他的目光顺着她的指尖落在那片疆域上,语气里带上几分兴味,“此人祖上曾是前朝镇东将军,统辖东海、会稽、吴郡三地水师,名义上归姜云暄的傀儡朝廷管辖,实际上东海三郡早已是陆家独立统治的番邦。他手上有两万水师、三万步卒,控制着东海沿岸最重要的港口和盐场,财力雄厚,兵甲齐备。”
顾珩之面色凝重地接上了庄孟衍的话:“庄先生所言极是,臣在皇城时也听闻过此人的名头。魏王登基后也曾派人去东海宣旨安抚,结果却吃了个闭门羹。”
“若殿下要与陆枭结盟……”沈如双也说,“恐怕并不容易。”
姜云昭却没有他们那般消极,反而笑了笑道:“那便先不结盟,做生意如何?”
“殿下的意思是?”
“我想请顾大人代为送一封信给陆将军。”姜云昭开口,“就说镇北军需要从东海调一批粮草,愿意用北境的战马和皮毛换取,希望陆将军行个方便。”
如今从淮南到北境的粮道十分畅通,她并不需要绕道东海买粮,这番说辞不过是给双方递一个接触的台阶罢了。
顾珩之闻言,略作思索便明白了姜云昭的用意:“殿下是想借商路之名,探一探陆枭的态度?”
“正是。”姜云昭说,“陆枭此人能在东海三郡屹立多年不倒,绝非莽夫。
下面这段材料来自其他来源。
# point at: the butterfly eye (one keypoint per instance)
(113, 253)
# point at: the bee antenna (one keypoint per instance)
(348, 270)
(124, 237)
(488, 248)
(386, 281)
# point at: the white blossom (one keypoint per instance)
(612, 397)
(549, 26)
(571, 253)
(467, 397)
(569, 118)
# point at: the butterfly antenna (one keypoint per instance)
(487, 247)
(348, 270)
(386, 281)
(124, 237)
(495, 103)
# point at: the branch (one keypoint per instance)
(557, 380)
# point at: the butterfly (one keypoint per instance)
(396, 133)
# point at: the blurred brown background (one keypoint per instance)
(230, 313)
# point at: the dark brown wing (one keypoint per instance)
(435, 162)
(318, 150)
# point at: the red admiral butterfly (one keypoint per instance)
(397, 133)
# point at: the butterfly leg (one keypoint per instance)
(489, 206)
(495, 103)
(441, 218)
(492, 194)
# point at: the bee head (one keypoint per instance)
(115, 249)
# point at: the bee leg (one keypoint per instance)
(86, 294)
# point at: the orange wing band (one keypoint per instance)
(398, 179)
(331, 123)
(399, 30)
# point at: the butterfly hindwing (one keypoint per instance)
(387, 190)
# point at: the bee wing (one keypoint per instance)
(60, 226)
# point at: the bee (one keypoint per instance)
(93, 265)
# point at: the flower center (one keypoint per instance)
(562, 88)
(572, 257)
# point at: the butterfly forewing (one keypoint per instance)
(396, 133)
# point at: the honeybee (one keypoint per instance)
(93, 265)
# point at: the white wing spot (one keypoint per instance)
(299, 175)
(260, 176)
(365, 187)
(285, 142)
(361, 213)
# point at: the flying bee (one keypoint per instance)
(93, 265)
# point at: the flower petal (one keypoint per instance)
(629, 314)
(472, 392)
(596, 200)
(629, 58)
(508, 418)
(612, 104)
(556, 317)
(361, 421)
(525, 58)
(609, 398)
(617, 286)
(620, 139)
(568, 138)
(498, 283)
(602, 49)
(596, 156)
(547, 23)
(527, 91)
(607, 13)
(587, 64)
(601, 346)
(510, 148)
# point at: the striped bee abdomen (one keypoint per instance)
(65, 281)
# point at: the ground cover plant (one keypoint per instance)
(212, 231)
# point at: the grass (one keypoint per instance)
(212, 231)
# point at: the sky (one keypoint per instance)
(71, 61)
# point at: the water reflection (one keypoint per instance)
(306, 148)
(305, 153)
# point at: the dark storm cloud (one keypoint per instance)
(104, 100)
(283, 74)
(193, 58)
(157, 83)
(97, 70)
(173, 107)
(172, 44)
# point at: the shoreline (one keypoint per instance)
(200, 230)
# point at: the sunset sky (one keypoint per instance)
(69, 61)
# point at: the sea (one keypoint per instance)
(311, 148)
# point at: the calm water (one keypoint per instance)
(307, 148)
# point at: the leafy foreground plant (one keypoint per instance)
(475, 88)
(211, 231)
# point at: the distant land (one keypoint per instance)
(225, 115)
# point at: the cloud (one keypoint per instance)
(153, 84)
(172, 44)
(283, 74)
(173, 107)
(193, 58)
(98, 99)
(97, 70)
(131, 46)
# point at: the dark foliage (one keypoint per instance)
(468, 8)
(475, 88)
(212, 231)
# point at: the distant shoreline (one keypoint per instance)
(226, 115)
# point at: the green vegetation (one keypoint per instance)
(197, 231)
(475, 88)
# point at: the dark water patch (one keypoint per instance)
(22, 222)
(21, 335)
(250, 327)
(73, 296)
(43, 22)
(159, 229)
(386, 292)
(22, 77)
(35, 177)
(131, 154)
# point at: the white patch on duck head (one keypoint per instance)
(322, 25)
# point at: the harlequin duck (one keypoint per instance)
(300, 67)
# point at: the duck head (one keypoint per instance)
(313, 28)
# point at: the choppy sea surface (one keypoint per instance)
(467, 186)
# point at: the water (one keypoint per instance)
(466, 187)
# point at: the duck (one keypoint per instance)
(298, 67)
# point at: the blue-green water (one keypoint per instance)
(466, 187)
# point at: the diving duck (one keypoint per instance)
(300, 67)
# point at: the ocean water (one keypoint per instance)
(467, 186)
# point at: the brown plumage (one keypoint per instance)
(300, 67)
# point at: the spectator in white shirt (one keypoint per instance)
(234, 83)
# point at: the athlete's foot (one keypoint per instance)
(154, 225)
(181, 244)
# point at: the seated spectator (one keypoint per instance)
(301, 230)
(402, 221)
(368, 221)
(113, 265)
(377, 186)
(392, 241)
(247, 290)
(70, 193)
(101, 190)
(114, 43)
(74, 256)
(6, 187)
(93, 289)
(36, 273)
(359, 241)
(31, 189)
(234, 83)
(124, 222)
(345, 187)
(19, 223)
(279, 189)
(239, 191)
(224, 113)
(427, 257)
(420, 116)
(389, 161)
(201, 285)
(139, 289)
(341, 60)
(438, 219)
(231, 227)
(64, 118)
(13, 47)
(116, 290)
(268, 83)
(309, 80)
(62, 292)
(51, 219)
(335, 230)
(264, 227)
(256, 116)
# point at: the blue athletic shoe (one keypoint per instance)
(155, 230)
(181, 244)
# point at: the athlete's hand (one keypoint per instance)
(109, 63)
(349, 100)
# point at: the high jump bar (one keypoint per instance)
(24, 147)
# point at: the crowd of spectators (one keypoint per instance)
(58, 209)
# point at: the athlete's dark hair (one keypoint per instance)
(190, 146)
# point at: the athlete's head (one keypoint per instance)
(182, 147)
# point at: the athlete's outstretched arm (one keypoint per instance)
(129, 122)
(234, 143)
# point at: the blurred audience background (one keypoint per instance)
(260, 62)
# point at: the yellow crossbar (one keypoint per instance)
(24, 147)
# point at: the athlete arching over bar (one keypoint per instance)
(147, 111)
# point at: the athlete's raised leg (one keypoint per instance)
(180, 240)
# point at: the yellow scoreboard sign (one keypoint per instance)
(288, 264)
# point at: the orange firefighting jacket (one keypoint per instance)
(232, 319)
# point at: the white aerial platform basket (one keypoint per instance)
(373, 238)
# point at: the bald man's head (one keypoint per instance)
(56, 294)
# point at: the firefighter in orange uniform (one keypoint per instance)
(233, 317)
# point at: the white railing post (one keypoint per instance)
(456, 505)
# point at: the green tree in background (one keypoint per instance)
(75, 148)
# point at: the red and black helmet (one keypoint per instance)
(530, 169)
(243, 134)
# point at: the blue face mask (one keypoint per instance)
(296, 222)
他既然连魏王的宣旨太监都敢拒之门外,说明心中自有盘算,不会轻易倒向任何一方。这样的人,若是直接开口要与他结盟,他只会觉得我们另有所图。但若从生意入手,反倒能让他放下几分戒心。”
沈如双在一旁点了点头:“商路往来无关立场。若陆枭愿意接下这笔买卖,至少说明他并不排斥与北境打交道。即便他不愿,也不过是折了一单生意,于殿下无损。”
顾珩之沉吟片刻:“那臣这便启程,快马加鞭前往东海。殿下可还有其他嘱托?”
姜云昭想了想:“若陆枭问起我的打算,你便实话实说。我暂无南下之意,只想在北境站稳脚跟,于乱世保全一方百姓。至于将来如何,那是将来的事。”
“殿下不说复国之事,会不会让陆枭觉得殿下没有大志?”沈如双有些担忧。
姜云昭笑了笑:“如若如此反倒更好。一个胸无大志之人不会威胁到他的势力。至于日后如何……等他愿意坐下来好好谈的时候,再说也不迟。”
“臣明白了,殿下放心。”
“今日天色已晚,你们先歇一歇,明日再出发。”姜云昭说,“不必急着赶路,安全为上。”